Fleshing Out America: Race, Gender, and the Politics of the Body in American Literature, 1833-1879
Can we work through the imaginative space of literature to combat the divisive nature of the politics of the body? That is the central question asked of the writings Carolyn Sorisio investigates in Fleshing Out America. The first half of the nineteenth century ushered in an era of powerful scientific and quasi-scientific disciplines that assumed innate differences between the "types" of humankind.
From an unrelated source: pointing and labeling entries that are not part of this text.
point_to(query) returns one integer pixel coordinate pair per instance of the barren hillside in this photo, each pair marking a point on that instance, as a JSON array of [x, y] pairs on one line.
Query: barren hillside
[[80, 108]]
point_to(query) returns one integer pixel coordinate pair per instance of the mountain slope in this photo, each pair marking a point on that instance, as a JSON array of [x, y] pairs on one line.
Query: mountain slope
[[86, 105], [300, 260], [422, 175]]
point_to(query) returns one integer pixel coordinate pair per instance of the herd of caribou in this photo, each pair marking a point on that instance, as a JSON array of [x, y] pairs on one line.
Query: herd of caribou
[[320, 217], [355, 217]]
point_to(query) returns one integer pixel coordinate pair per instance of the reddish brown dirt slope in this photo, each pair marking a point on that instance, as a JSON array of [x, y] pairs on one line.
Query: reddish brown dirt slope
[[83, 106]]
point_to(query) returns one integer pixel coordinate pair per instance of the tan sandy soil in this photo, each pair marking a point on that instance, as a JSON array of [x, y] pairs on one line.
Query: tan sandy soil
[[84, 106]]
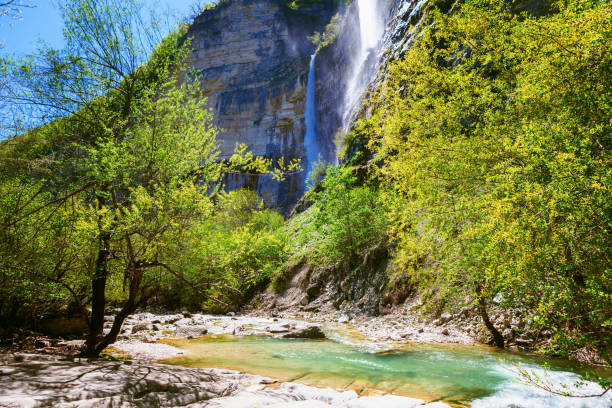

Some proponents of slavery and Indian Removal, as well as opponents of women's rights, supplanted the Declaration of Independence's higher law of inborn equality with a new set of "laws" proclaiming the physical inferiority of women, "Negroes," and "Aboriginals."
Fleshing Out America explores the representation of the body in the work of seven authors, all of whom were involved with their era's reform movements: Lydia Maria Child, Frances E. W. Harper, Ralph Waldo Emerson, Margaret Fuller, Walt Whitman, Harriet Jacobs, and Martin R. Delany. For such American writers, who connected the individual body symbolically with the body politic, the new science was fraught with possibility and peril. Covering topics from representation, spectatorship, and essentialism to difference, power, and authority, Carolyn Sorisio places these writers' works in historical context and in relation to contemporary theories of corporeality. She shows how these authors struggled, in diverse and divergent ways, to flesh out America--to define, even defend, the nation's body in a tumultuous period.
Drawing on Euro- and African American authors of both genders who are notable for their aesthetic and political differences, Fleshing Out America demonstrates the surprisingly diverse literary conversation taking place as American authors attempted to reshape the politics of the body, which shaped the politics of the time.